Materials and methods

A 52-week, open-label extension to a 26-week, multicenter, randomized, double-blind, placebo-controlled trial in patients with chronic schizophrenia. Patients who completed the initial treatment or who met the protocol definition of relapse after ≥2 weeks of double-blind treatment were randomized to aripiprazole (15–30 mg/day, n = 104) or olanzapine (10–20 mg/day, n = 110) for 52 weeks.

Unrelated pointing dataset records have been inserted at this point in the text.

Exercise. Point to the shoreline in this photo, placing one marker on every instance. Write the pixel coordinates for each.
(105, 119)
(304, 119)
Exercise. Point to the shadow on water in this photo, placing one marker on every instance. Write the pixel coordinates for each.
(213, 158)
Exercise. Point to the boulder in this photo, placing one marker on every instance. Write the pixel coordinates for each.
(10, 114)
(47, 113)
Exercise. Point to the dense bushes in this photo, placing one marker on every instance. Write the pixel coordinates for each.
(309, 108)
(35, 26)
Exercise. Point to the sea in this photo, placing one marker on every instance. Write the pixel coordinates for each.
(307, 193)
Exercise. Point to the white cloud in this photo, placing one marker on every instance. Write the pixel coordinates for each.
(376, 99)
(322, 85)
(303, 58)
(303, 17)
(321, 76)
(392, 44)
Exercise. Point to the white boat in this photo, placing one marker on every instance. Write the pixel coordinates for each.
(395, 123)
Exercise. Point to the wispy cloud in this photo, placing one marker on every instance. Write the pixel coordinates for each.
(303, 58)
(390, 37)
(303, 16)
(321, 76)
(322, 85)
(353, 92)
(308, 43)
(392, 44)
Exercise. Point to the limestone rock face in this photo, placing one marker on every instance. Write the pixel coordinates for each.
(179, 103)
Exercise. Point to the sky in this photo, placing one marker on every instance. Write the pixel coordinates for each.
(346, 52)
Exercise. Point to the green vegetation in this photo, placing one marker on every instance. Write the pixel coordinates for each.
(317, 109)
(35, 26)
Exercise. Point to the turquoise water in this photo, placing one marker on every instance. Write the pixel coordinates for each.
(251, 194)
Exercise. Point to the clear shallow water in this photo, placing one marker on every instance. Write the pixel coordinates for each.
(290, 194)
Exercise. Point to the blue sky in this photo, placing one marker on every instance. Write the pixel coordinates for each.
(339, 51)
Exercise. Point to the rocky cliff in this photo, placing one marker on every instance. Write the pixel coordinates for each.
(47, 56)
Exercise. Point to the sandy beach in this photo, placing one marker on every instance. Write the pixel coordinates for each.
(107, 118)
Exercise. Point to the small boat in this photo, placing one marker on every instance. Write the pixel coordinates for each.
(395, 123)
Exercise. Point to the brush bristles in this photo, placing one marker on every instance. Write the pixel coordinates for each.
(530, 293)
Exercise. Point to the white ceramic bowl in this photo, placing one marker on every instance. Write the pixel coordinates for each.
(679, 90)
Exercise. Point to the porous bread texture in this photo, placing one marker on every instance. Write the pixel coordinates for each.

Sixty-nine percent of patients completed the study. Efficacy improvements were similar between groups at endpoint, mean reductions in Positive and Negative Syndrome Scale (PANSS) Total scores from baseline for patients completing the study (observed cases) were similar in chronic stable patients (aripiprazole, −7.94; olanzapine, −7.36) and in patients with acute relapse (aripiprazole, −31.19; olanzapine, −29.55). Olanzapine-treated patients reported more extrapyramidal symptoms (EPS)-related adverse events (18%) than aripiprazole-treated patients (10%). No significant differences in EPS were seen between treatments at endpoint. Olanzapine was associated with significantly greater weight gain than aripiprazole at all time points (week 52 [LOCF]: +2.54 vs +0.04 kg; p < 0.001). Changes in fasting glucose and lipid levels at endpoint favored aripiprazole over olanzapine, with significant differences observed for total cholesterol, low- and high-density lipoprotein. While differences observed for changes in fasting glucose and triglycerides favored aripiprazole, they were not statistically significant.


Aripiprazole showed similar efficacy to olanzapine for long-term treatment of acutely psychotic and chronic, stable schizophrenia patients, with a lower liability for weight gain or increased lipid levels.